Uma empresa de Cascavel acendeu o alerta após identificar um aumento expressivo no número de atestados médicos apresentados por funcionários, a maioria emitida por meio de consultas online. O que inicialmente parecia reflexo da facilidade da telemedicina acabou levantando suspeitas de fraudes e até de exercício ilegal da medicina.
O setor de Recursos Humanos estranhou a quantidade de documentos recebidos em sequência nos últimos meses, muitos com características semelhantes. Diante da situação, o caso foi levado ao Conselho Federal de Medicina (CFM), que analisou algumas das plataformas citadas.
Segundo o órgão, foi confirmada a existência de irregularidades. Uma das plataformas investigadas utilizava indevidamente elementos visuais de operadoras de saúde e até da própria estrutura digital do conselho para dar aparência de legitimidade aos documentos. O caso aponta indícios de crimes como falsidade ideológica, estelionato e exercício ilegal da medicina. O site citado já foi retirado do ar após denúncias.
A situação expõe um desafio relacionado ao avanço da telemedicina. Diversas plataformas oferecem consultas rápidas, muitas vezes por valores baixos, prometendo atendimento ágil e emissão de atestados em poucos minutos, inclusive por chat.
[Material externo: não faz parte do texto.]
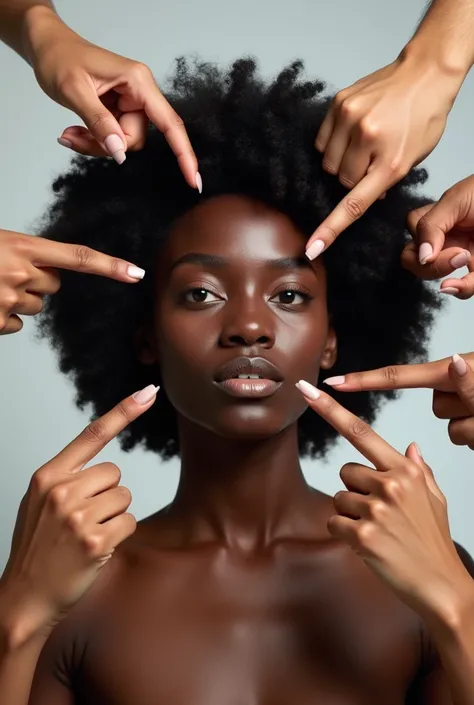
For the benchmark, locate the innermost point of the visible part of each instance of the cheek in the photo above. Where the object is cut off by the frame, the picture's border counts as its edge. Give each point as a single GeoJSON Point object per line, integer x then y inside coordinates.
{"type": "Point", "coordinates": [184, 343]}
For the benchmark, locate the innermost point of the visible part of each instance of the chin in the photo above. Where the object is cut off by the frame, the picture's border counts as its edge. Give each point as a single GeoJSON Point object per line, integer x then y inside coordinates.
{"type": "Point", "coordinates": [250, 422]}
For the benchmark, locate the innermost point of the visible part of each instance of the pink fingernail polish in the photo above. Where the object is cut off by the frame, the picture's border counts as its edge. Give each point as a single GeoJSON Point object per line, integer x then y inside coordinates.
{"type": "Point", "coordinates": [198, 182]}
{"type": "Point", "coordinates": [459, 365]}
{"type": "Point", "coordinates": [315, 249]}
{"type": "Point", "coordinates": [135, 272]}
{"type": "Point", "coordinates": [424, 252]}
{"type": "Point", "coordinates": [145, 395]}
{"type": "Point", "coordinates": [64, 142]}
{"type": "Point", "coordinates": [460, 260]}
{"type": "Point", "coordinates": [335, 381]}
{"type": "Point", "coordinates": [115, 147]}
{"type": "Point", "coordinates": [307, 389]}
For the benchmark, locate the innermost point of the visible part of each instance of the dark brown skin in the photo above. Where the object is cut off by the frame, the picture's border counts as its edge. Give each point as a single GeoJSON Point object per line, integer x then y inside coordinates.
{"type": "Point", "coordinates": [236, 594]}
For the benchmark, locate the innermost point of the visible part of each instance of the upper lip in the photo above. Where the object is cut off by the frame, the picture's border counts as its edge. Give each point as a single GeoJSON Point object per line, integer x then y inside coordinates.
{"type": "Point", "coordinates": [248, 366]}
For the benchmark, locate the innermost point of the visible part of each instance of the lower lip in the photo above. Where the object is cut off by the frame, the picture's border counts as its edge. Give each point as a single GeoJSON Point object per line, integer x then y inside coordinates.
{"type": "Point", "coordinates": [249, 388]}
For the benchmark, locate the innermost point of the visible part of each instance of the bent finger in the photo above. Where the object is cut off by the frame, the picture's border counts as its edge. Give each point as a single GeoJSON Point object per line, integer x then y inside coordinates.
{"type": "Point", "coordinates": [61, 255]}
{"type": "Point", "coordinates": [431, 375]}
{"type": "Point", "coordinates": [101, 431]}
{"type": "Point", "coordinates": [350, 209]}
{"type": "Point", "coordinates": [462, 376]}
{"type": "Point", "coordinates": [448, 261]}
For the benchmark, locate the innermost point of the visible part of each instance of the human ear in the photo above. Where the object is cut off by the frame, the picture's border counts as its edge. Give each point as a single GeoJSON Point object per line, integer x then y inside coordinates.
{"type": "Point", "coordinates": [145, 345]}
{"type": "Point", "coordinates": [329, 356]}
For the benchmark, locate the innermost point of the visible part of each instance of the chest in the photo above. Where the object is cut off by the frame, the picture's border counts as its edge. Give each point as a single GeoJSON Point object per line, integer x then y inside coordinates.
{"type": "Point", "coordinates": [250, 650]}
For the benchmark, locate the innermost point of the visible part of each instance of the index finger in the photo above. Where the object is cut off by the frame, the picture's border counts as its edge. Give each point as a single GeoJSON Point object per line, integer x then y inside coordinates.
{"type": "Point", "coordinates": [357, 432]}
{"type": "Point", "coordinates": [350, 209]}
{"type": "Point", "coordinates": [101, 431]}
{"type": "Point", "coordinates": [79, 258]}
{"type": "Point", "coordinates": [171, 125]}
{"type": "Point", "coordinates": [430, 375]}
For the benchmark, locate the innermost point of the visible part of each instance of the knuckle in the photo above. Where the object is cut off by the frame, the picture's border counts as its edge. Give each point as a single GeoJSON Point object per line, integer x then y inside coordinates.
{"type": "Point", "coordinates": [377, 510]}
{"type": "Point", "coordinates": [82, 256]}
{"type": "Point", "coordinates": [349, 109]}
{"type": "Point", "coordinates": [41, 480]}
{"type": "Point", "coordinates": [413, 472]}
{"type": "Point", "coordinates": [390, 375]}
{"type": "Point", "coordinates": [359, 428]}
{"type": "Point", "coordinates": [355, 207]}
{"type": "Point", "coordinates": [365, 534]}
{"type": "Point", "coordinates": [113, 470]}
{"type": "Point", "coordinates": [140, 72]}
{"type": "Point", "coordinates": [369, 129]}
{"type": "Point", "coordinates": [94, 432]}
{"type": "Point", "coordinates": [98, 118]}
{"type": "Point", "coordinates": [9, 299]}
{"type": "Point", "coordinates": [346, 181]}
{"type": "Point", "coordinates": [75, 520]}
{"type": "Point", "coordinates": [328, 166]}
{"type": "Point", "coordinates": [392, 489]}
{"type": "Point", "coordinates": [93, 545]}
{"type": "Point", "coordinates": [57, 497]}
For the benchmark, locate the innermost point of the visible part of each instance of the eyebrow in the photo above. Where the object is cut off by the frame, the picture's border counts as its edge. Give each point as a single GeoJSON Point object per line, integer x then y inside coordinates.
{"type": "Point", "coordinates": [219, 262]}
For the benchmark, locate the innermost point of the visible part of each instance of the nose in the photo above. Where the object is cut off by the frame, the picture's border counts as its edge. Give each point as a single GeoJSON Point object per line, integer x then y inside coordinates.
{"type": "Point", "coordinates": [247, 323]}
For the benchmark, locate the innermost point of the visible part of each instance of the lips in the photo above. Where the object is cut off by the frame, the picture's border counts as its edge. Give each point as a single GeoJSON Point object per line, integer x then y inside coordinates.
{"type": "Point", "coordinates": [249, 377]}
{"type": "Point", "coordinates": [248, 366]}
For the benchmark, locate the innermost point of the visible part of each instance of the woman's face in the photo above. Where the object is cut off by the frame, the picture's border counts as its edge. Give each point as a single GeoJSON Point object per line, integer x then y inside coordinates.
{"type": "Point", "coordinates": [236, 296]}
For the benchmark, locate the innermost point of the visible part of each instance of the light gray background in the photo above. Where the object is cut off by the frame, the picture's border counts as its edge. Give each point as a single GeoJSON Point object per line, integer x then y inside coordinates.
{"type": "Point", "coordinates": [340, 41]}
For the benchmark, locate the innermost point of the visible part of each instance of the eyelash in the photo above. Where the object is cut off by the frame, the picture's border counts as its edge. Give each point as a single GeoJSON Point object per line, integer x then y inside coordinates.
{"type": "Point", "coordinates": [297, 289]}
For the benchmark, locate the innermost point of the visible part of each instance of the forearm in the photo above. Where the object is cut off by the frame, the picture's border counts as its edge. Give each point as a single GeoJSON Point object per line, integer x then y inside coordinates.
{"type": "Point", "coordinates": [23, 633]}
{"type": "Point", "coordinates": [453, 638]}
{"type": "Point", "coordinates": [446, 37]}
{"type": "Point", "coordinates": [18, 19]}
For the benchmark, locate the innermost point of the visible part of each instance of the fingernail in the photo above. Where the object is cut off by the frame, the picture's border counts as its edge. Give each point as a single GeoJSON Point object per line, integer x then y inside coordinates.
{"type": "Point", "coordinates": [145, 395]}
{"type": "Point", "coordinates": [459, 365]}
{"type": "Point", "coordinates": [135, 272]}
{"type": "Point", "coordinates": [424, 252]}
{"type": "Point", "coordinates": [460, 260]}
{"type": "Point", "coordinates": [335, 381]}
{"type": "Point", "coordinates": [64, 142]}
{"type": "Point", "coordinates": [307, 389]}
{"type": "Point", "coordinates": [418, 450]}
{"type": "Point", "coordinates": [315, 249]}
{"type": "Point", "coordinates": [198, 182]}
{"type": "Point", "coordinates": [115, 147]}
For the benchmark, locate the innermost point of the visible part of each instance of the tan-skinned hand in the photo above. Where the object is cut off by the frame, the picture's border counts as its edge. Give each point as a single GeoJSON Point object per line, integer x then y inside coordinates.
{"type": "Point", "coordinates": [116, 97]}
{"type": "Point", "coordinates": [69, 523]}
{"type": "Point", "coordinates": [375, 131]}
{"type": "Point", "coordinates": [443, 240]}
{"type": "Point", "coordinates": [394, 516]}
{"type": "Point", "coordinates": [452, 382]}
{"type": "Point", "coordinates": [28, 271]}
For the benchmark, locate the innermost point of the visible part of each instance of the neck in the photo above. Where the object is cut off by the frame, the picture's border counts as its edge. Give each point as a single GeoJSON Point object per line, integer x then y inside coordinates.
{"type": "Point", "coordinates": [244, 493]}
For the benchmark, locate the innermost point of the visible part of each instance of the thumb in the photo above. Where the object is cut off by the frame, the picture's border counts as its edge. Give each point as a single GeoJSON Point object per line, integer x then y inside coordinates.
{"type": "Point", "coordinates": [102, 125]}
{"type": "Point", "coordinates": [462, 377]}
{"type": "Point", "coordinates": [413, 452]}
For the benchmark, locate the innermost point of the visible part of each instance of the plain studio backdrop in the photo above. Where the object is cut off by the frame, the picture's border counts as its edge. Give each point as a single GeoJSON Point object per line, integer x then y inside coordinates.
{"type": "Point", "coordinates": [340, 41]}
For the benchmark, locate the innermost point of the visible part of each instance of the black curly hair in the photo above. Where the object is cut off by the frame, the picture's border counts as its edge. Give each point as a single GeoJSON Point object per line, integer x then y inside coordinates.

O Conselho Regional de Medicina reforça que as regras da prática médica são as mesmas, tanto no ambiente presencial quanto no digital. A emissão de atestados falsos não é um problema recente, mas ganha novas dimensões com o uso da tecnologia.
Como forma de aumentar o controle, o CFM disponibilizou a plataforma “Atesta CFM”, que deve reunir e validar atestados médicos emitidos em todo o país, com a proposta de tornar o sistema obrigatório no futuro.
Diante das suspeitas, a empresa decidiu não aceitar mais atestados emitidos de forma online.